Most of us are constantly on the lookout for new gear, not just because we like to have new toys (which we obviously do!), but also because we're constantly trying to make our studios work better. However, what we perceive as equipment problems can often be down to other causes. For example, until recently, I'd been experiencing the odd click and pop on my monitoring system. It sounded like 'something digital' not being as happy with life as it might once have been, and I was worried that my faithful old MOTU 828 audio interface might be starting to fail me. I tried everything — resetting the buffer sizes, reinstalling the driver, and swapping the Firewire cable, but all to no avail. Every few minutes, there would be a tick or a pop, and occasionally audio I was recording would end up with a fuzzy little glitch in the middle of it.

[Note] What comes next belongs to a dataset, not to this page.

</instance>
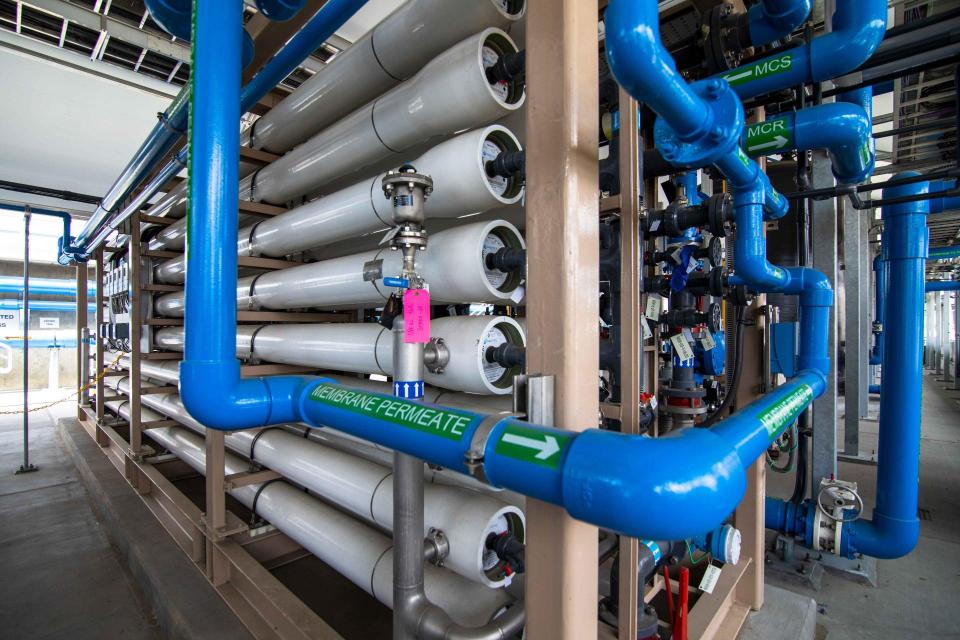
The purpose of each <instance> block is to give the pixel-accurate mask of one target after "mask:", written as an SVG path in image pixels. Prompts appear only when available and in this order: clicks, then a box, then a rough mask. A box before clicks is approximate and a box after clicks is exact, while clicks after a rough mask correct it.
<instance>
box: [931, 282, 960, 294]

Paul White sat at his mixing desk.When the Apple G5 arrived for review last month, I used my 828 to test it, and still got the same noises, so I became even more convinced that the interface was to blame. However, I decided to have one last look for outside causes, and so set about checking for loose mains connections, as any fizzing inside a mains plug is likely to upset digital devices. Again, no luck — all my mains leads and adaptors were fine, although I did discover that my computer and interface were plugged into separate wall sockets about six feet apart. This got me thinking that maybe there was a ground loop completed by the Firewire cable screen that was causing jitter or some other form of interference, so I plugged both the computer and interface into the same filtered mains distribution board. This new strategy not only fixed the clicking and glitching problem completely, it also improved the overall sound of the audio. I'd been on the verge of spending hundreds of pounds on a new interface, when all I needed to do was move a few cables around!

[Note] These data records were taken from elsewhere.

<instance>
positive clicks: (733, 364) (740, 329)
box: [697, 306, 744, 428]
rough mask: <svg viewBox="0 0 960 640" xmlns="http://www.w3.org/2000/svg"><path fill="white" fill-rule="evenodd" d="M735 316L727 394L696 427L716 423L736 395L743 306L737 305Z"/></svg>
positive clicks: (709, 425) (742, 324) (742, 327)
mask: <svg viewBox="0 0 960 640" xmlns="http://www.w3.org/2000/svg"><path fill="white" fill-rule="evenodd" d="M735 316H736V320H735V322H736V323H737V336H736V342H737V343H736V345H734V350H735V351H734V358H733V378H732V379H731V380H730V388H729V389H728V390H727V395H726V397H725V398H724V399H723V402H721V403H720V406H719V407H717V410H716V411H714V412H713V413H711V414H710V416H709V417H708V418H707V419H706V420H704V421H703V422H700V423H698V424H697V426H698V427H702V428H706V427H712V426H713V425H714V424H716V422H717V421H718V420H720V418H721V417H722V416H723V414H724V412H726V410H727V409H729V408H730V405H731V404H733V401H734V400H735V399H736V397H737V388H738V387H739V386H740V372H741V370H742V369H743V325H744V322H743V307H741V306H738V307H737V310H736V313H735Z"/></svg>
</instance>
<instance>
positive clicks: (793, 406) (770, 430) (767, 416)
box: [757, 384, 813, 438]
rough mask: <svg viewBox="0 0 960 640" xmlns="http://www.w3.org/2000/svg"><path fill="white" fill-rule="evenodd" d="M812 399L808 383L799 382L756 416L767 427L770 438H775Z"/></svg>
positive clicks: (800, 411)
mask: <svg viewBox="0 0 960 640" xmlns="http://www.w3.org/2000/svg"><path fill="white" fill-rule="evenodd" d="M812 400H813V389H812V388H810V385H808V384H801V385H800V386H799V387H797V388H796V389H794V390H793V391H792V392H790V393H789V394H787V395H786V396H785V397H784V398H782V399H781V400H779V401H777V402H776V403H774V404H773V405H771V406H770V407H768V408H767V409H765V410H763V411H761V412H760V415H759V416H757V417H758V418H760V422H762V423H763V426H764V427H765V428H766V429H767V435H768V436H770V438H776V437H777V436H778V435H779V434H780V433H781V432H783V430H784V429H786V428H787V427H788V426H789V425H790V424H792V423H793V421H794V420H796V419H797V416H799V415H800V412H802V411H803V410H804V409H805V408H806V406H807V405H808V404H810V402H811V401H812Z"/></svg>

Another frustrating electrical problem that occurred over roughly the same period was that the house mains supply would trip out every few days for no apparent reason. I suspected that something plugged in somewhere must be faulty, and traced the problem to the downstairs wall sockets by a process of elimination using the individual circuit breakers.

I went around unplugging everything until I reached the hall socket where my wife insists on plugging in one of those electrical air fresheners. I noticed a wet patch on the tiles beneath this device, but on closer inspection, discovered that the main socket was also wet. Had the perfume leaked and somehow caused a partial short circuit? How do you confirm this? You sniff it, of course! Aroma of the Everglades, alpine meadows or honeysuckle on a summer evening? No — one of our cats, which had clearly taken exception to the smell of these air fresheners, and had apparently been making regular visits to this socket and then peeing on it in protest! Some of this 'protest' had found its way down the back of the socket, and when I removed it from the wall (after first scrubbing my hands with bleach!), I saw the electrical parts were all quite badly corroded and carbonised. I'd found my current leak! Luckily I had a spare socket, and so five minutes later it was changed and the power restored. So far, touch wood, the problem has not recurred — though I am keeping a very close eye on that cat!

The moral of the story is that solutions to hi-tech problems can sometimes be very simple, and may not involve expensive upgrades or equipment repairs. In particular, we tend to take mains wiring for granted, but in both these cases, that's exactly where the fault was. Take a little time out to check all your mains plugs and mains wiring schemes — it might be just the inexpensive upgrade you need!